Cuba deve resistere ai cubani

Cuba è in rivolta. A quasi trent’anni di distanza dalle ultime proteste degne di nota. Crisi economica, crisi energetica e crisi sanitaria hanno condotto il disagio sociale a esplorare nuovamente la forza politica delle piazze. Costringendo il regime ad alternare mazzate e accomodamenti, propaganda e trattative. Instillando nei programmi dei rivoltosi la possibilità delle dimissioni di Miguel Díaz-Canel, creatura partitica, ora al comando dell’utopia in rovina, narrativamente debole, lontana dall’epica rivoluzionaria della dinastia castriana.

Le piazze sono piene perché mancano generi alimentari e beni di prima necessità. Vuoi per responsabilità governative, vuoi per l’abominevole embargo ripristinato in era trumpiana dagli Stati Uniti. Con mercati neri e altre forme di economia non osservabili a prender piede e a minare l’autorevolezza dei pianificatori politici.

La gestione pandemica non è stata all’altezza. Tanti medici, tante strutture, ma poche, pochissime medicine per curare i malati.

Un asset dell’export come la canna da zucchero ha patito il peggior raccolto degli ultimi decenni e il turismo, che vale circa il 10% del PIL, ha conosciuto una battuta d’arresto senza precedenti.

I cubani lottano per la sussistenza, mandando in circolo istanze antidittatoriali. Sbeffeggiando slogan consumati e in qualche caso lasciandoci le penne.

Il regime ha bloccato internet, ha bloccato i social, ma non lo ha fatto in tempi utili. Le immagini hanno inondato rapidamente il pianeta, mettendo il silenziatore ai molti nostalgici per hobby, agli amanti, per dirla con Fulvio Abbate, del comunismo col culo degli altri.

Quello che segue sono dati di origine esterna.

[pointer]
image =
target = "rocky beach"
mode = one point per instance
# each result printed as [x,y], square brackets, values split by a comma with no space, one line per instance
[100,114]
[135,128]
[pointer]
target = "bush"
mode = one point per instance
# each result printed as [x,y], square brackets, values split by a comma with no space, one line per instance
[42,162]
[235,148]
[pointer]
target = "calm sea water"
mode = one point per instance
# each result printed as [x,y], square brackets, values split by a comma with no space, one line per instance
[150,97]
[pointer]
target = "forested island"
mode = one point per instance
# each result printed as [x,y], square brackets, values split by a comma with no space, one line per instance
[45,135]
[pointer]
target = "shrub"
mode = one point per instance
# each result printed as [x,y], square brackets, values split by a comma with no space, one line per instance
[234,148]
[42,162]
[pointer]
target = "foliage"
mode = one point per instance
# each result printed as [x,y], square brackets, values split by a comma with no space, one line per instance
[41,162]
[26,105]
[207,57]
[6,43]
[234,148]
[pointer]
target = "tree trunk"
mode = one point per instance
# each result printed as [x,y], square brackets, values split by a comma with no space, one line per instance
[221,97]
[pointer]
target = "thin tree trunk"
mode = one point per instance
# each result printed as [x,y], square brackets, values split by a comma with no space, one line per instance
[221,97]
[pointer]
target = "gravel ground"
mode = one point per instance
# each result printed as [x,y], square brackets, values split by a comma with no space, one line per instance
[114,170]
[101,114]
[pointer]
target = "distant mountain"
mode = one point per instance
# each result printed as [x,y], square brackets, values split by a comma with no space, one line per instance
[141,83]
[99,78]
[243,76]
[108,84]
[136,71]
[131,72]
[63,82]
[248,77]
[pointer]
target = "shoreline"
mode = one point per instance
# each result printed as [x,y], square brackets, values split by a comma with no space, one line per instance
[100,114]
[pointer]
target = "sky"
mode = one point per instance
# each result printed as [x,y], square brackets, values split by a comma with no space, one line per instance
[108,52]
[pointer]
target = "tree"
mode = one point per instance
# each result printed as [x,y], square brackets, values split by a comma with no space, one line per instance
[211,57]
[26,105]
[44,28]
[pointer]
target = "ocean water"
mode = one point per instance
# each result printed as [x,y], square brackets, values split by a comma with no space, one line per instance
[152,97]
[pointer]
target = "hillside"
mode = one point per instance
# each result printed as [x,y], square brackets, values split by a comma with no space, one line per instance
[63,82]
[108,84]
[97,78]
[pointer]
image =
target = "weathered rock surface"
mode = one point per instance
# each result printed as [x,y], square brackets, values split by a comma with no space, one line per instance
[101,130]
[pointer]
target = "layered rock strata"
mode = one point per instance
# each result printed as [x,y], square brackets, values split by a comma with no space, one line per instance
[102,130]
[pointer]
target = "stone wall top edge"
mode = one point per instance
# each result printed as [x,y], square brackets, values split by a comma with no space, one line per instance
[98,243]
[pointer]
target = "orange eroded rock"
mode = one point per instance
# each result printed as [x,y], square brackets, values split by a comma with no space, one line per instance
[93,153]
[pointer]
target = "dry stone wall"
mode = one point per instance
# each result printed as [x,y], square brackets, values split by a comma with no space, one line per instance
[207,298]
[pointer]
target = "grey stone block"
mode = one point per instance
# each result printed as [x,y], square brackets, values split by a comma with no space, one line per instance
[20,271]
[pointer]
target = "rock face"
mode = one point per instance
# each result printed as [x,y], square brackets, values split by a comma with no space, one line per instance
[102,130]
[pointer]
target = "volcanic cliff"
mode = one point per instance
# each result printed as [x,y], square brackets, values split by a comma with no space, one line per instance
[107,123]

Una penuria di commenti sospetta? A veder bene, neanche tanto. Perché nel parlare di Cuba la nostalgia suggerisce il registro celeste, gli appunti diaristici del Che e altre romanticherie in pantofole sulla guerra all’imperialismo. Il registro terrestre, in grado di far regredire nell’immaginario il mistero dell’idillio caraibico fatto di sanità e istruzione gratuite, marxismo in mimetica, realpolitik in bikini e Novecento fatato, sa di storiografia spiccia, di globalismo zelante.

Cuba va difesa a oltranza, anche dai cubani. Fare altrimenti è semplificare. Questo si legge nei complici silenzi di certa sinistra sbiadita. La prosecuzione del castrismo con gli stessi mezzi merita complessità d’analisi. Perché senza la giusta complessità diviene difficile difendere l’indifendibile: l’illiberalità strutturale, il controllo capillare della popolazione, misure d’arresto per gli oppositori politici e altri giochini repressivi tipici delle dittature del proletariato da amare a distanza di sicurezza.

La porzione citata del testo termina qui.